My teenage son finally looked at his sophomore year schedule the other day. Finally. And he discovered that he had 10th Grade PE/Drivers Ed scheduled for the spring. Not this fall. And he then began wailing. Why you ask?

My son is one of the “older” kids in his grade. He was almost 6 when he started Kindergarten. And that means he’s almost 16 now, and he wants that drivers license. I can’t say I don’t want him to get it either. The COVID-19 planned in-person school schedule is a rotation of half-days, meaning lots of varied drop-offs and pick-ups. He’s also an athlete, and that means more trips. I can’t say I’m excited by that myself, especially since I work full-time.

The in-class portion of drivers ed is a requirement before you can do the behind-the-wheel section. One book section, one practical section. With this schedule, he wouldn’t be able to get his license until, like, April or May. At the earliest. Hence, the wailing… from both of us.

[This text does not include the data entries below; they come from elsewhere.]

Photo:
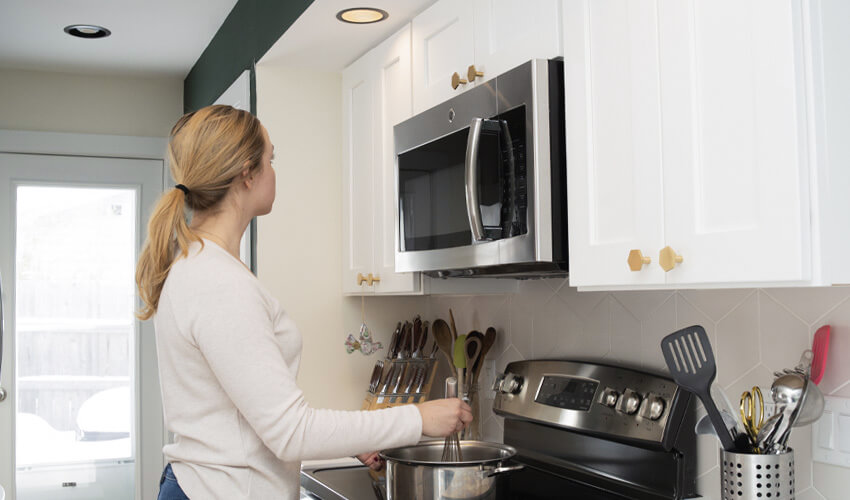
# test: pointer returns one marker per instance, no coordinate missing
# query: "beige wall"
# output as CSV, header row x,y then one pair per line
x,y
59,102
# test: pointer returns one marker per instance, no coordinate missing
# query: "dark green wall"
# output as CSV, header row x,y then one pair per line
x,y
249,31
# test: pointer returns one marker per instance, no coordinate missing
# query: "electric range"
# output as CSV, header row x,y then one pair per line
x,y
583,430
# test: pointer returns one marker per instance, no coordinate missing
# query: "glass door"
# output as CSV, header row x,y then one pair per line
x,y
77,371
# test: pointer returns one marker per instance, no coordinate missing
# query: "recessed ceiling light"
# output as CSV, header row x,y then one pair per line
x,y
87,31
362,15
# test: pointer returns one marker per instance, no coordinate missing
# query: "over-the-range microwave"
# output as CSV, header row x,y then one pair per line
x,y
481,179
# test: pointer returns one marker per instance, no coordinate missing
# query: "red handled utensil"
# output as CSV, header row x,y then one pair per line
x,y
820,348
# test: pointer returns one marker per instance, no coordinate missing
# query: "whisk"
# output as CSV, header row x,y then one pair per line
x,y
451,447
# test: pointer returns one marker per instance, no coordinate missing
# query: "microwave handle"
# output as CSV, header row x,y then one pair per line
x,y
473,207
2,319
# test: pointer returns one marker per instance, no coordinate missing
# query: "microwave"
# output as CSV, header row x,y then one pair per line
x,y
481,180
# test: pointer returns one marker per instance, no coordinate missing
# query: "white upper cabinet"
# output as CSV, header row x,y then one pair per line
x,y
357,178
735,140
442,45
376,96
509,33
696,125
394,105
491,35
614,179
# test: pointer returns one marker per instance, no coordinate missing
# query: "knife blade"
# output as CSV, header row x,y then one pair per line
x,y
393,349
385,389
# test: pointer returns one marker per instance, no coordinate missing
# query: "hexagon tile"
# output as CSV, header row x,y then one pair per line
x,y
753,333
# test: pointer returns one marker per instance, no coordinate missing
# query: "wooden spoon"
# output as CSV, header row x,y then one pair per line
x,y
486,344
454,328
444,340
472,350
479,358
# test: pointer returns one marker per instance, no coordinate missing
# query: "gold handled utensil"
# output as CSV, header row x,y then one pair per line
x,y
752,414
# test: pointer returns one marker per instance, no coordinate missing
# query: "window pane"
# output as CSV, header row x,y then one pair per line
x,y
75,329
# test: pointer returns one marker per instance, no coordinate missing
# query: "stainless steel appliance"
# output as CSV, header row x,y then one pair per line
x,y
482,179
581,430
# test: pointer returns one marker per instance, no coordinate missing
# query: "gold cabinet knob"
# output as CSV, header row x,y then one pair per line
x,y
457,80
668,258
369,280
636,260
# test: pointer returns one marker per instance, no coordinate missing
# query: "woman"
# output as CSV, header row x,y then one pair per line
x,y
228,354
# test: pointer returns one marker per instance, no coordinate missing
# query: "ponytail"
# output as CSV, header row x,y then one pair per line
x,y
167,232
207,150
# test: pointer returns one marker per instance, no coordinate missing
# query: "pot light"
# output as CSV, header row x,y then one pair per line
x,y
87,31
362,15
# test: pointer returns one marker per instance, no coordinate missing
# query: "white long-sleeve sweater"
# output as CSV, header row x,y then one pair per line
x,y
228,361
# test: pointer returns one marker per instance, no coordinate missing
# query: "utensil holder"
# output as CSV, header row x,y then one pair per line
x,y
749,476
473,430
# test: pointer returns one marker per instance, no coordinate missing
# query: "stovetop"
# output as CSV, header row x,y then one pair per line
x,y
583,430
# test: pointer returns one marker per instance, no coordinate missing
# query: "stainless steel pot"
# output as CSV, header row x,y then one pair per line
x,y
417,473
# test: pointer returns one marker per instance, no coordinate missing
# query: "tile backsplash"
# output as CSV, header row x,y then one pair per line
x,y
754,332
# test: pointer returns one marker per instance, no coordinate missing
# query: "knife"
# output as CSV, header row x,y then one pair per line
x,y
390,377
393,349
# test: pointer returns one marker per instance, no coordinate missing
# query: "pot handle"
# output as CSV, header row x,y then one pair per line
x,y
501,470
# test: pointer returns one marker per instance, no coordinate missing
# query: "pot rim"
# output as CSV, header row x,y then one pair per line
x,y
464,463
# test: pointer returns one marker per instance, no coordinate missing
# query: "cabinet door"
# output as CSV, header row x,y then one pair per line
x,y
614,182
393,104
734,133
509,33
442,45
358,139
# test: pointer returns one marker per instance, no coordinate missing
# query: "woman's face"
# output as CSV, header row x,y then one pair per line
x,y
264,180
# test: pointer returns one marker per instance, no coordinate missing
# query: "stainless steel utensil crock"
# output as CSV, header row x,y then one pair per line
x,y
417,473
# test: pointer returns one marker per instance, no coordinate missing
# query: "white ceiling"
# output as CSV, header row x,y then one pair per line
x,y
156,38
164,38
319,41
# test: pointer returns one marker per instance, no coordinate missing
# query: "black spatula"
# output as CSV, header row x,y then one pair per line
x,y
691,362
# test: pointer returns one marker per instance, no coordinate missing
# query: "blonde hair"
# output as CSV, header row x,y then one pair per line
x,y
207,150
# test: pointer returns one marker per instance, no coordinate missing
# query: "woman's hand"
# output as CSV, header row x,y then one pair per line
x,y
442,417
372,459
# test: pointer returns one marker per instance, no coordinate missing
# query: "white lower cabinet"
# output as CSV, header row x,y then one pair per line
x,y
376,96
701,126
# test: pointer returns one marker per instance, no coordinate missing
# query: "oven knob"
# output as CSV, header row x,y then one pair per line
x,y
629,403
653,407
609,397
511,384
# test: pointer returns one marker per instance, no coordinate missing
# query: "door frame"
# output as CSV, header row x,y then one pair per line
x,y
150,429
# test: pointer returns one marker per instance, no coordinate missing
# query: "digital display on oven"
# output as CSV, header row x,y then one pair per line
x,y
567,392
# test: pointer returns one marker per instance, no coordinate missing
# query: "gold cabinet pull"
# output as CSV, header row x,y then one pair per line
x,y
457,80
668,258
637,260
369,280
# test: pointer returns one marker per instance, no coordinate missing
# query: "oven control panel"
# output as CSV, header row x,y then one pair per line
x,y
594,398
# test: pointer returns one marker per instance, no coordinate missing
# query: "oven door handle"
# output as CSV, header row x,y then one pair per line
x,y
473,207
501,470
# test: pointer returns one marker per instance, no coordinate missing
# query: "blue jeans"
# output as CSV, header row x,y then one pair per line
x,y
168,487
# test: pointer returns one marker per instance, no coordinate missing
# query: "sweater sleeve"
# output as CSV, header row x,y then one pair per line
x,y
235,334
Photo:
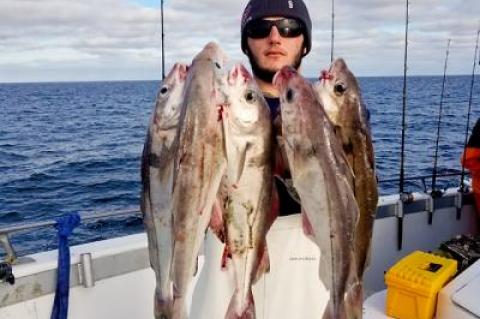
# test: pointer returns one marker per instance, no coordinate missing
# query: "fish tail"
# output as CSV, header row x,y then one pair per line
x,y
335,310
179,309
238,311
354,301
163,307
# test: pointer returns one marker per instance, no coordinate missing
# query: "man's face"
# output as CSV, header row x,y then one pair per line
x,y
273,52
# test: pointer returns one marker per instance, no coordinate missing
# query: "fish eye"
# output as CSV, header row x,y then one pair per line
x,y
164,90
250,96
339,88
289,95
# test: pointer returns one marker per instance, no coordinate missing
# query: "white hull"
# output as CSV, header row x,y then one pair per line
x,y
124,283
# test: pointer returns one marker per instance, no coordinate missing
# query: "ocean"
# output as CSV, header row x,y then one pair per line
x,y
76,147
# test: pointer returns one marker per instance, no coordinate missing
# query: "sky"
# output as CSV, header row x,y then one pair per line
x,y
97,40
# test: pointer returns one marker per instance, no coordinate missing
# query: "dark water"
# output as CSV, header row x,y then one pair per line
x,y
75,147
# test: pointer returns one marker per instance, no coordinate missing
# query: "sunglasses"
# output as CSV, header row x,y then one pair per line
x,y
288,28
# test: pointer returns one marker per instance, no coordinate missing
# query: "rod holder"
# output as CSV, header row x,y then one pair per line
x,y
6,274
430,208
85,270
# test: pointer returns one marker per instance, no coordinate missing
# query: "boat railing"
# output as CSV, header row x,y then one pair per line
x,y
5,232
388,206
422,178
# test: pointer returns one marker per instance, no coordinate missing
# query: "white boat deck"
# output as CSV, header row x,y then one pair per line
x,y
124,283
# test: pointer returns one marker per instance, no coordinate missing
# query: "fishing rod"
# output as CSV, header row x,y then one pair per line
x,y
462,179
435,192
332,43
163,41
463,189
403,196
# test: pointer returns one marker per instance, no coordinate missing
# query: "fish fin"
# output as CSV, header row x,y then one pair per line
x,y
325,271
307,226
275,207
216,220
263,265
226,256
238,162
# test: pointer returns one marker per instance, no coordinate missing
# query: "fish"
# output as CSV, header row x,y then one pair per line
x,y
247,211
322,179
340,93
157,180
200,163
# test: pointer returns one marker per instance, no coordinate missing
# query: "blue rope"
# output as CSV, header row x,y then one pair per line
x,y
65,225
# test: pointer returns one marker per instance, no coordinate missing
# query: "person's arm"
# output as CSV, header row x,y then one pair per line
x,y
471,158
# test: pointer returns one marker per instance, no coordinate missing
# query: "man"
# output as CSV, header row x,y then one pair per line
x,y
471,160
275,33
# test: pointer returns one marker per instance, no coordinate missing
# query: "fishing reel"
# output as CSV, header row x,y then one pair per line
x,y
6,274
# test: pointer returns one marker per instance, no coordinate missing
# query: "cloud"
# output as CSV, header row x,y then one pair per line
x,y
120,39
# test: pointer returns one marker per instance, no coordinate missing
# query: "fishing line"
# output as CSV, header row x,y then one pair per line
x,y
332,43
462,179
402,155
434,192
163,40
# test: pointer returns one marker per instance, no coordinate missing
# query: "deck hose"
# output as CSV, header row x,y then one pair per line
x,y
65,225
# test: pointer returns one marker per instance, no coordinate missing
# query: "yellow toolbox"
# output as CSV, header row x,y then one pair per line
x,y
413,284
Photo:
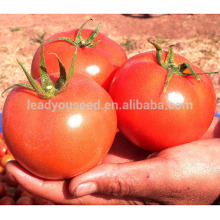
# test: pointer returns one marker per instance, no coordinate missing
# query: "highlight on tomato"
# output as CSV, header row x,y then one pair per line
x,y
169,82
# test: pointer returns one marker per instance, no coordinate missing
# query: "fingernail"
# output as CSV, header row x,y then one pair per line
x,y
85,189
10,175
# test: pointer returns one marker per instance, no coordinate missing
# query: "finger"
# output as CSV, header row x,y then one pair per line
x,y
56,191
136,179
214,129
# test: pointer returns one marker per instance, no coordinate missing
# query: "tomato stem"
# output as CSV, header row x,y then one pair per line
x,y
172,67
79,42
47,89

So like many parents right now, I went online to look up classes he could take from home. I discovered there are quite a few online drivers ed programs marketed out there. Many of them say you can use their services no matter what. But, really, can you?

Back to Square One

We started as I’ll tell anyone you should: Call your student’s guidance counselor. He didn’t really want to mess with his schedule because he liked it, as it was, so moving the drivers ed section forward was a last choice. We asked about using an online course, and were told to go for it. In fact, he could “sit out” the drivers section of his 10th Grade PE/Drivers Ed class in the spring, and get a study hall in. With the possibility of playing two sports in the spring, he’s going to need that study hall!

I then found an article on CarTalk.com about online drivers ed companies (and if you’re an NPR fan, you know that name). It lists the programs they recommend online, ranked by popularity and customer reviews, state availability, and licensing. We happily signed up for one.

RELATED: In Defense of the ‘Mediocre’ High School Schedule

Then, a few days later, we found out that their “our program is great for homeschoolers” meant, actually, that they are licensed only for homeschoolers in our state. That is, you have to submit documentation that you’re a not attending private or public school. And we were back to the beginning. Wailing from both of us ensued.

Read Your State’s DMV Website Thoroughly

After getting a refund on that online course, and grumbling loudly, I circled back to our state’s DMV site. Where did I go wrong? Basically, I should’ve started there. I read everything I could about authorized driving schools. I found a local one nearby, and called them directly. Not only could my son do their online classroom portion through their licensed and state-approved portal, but he could also do the behind-the-wheel section concurrently through the same company. The ability to do both sections at the same time is actually in response to the current pandemic, in our state, but we aren’t complaining!

My misstep at the beginning was a happy accident! It actually worked out better in the long run!

So, gentle readers, if you have an “old” student in need of their license, go straight to the (1) guidance office and (2) your state’s DMV website. Do not pass go on the online recommendations (but I still love CarTalk!). Read everything thoroughly. There is an added expense involved, but for us, it’s worth it.